The N.F.L. has announced that it will look into a sexual assault allegation made in the 1990s against Matt Patricia, the newly hired coach of the Detroit Lions.
“We will review the matter with the club to understand the allegations and what the club has learned,” Brian McCarthy, an N.F.L. spokesman, said.
The Detroit News reported Wednesday that in 1996, Patricia, who was 21 at the time, and a friend were arrested while on spring break in South Padre Island, Tex. A woman accused them of entering her hotel room and sexually assaulting her. Patricia and the friend were indicted by a grand jury on a charge of aggravated sexual assault, but the case collapsed after the alleged victim declined to testify. It never went to trial.
At a news conference on Thursday, Patricia proclaimed his innocence. “I’m here to defend my honor and clear my name,” he said in his opening statement. “Twenty-two years ago I was falsely accused of very serious allegations.”
Patricia wouldn’t say whether he had consensual sex with the alleged victim or otherwise explain what happened on the night in question, besides reiterating his innocence and that the charges were false. He said he had never been asked about the allegations during his lengthy football career, and that he did not lie during his interview with the Lions.
The Lions’ team president, Rod Wood, and their owner, Martha Ford, told The Detroit News that they were not aware of the allegation, and that the team’s background check of Patricia was “limited to employment matters only.” In a statement released after the publication of the Detroit News report, the Lions said that they “believe and have accepted Coach Patricia’s explanation and we will continue to support him.”
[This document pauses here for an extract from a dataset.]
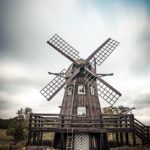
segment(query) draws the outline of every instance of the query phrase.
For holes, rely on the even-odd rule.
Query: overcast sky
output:
[[[147,0],[0,0],[0,118],[17,109],[59,112],[63,90],[48,102],[39,91],[71,62],[46,41],[55,33],[87,58],[107,38],[120,42],[98,68],[150,125],[150,3]],[[100,99],[101,106],[109,106]]]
At the time of the alleged assault, Patricia was an aeronautical engineering major and offensive lineman at Division III Rensselaer Polytechnic Institute in Troy, N.Y. He became a graduate assistant at R.P.I. after graduating in 1996, and took a series of college coaching jobs before joining the New England Patriots in 2004, as an assistant. He rose to defensive coordinator, a position he held for six years before being hired by the Lions this off-season.
In recent years, the N.F.L., as part of its personal conduct policy, has increasingly punished its players for incidents that occur off the field, such as domestic violence. In some cases, the N.F.L. has assessed penalties, such as suspensions, even if the conduct does not result in legal proceedings.
It was unclear whether Patricia would be subjected to that policy for a variety of reasons. First and foremost, the accusation might have been fabricated. Also, whatever may or may not have occurred 22 years ago happened long before Patricia entered the N.F.L. and years before the current conduct policy was put into effect.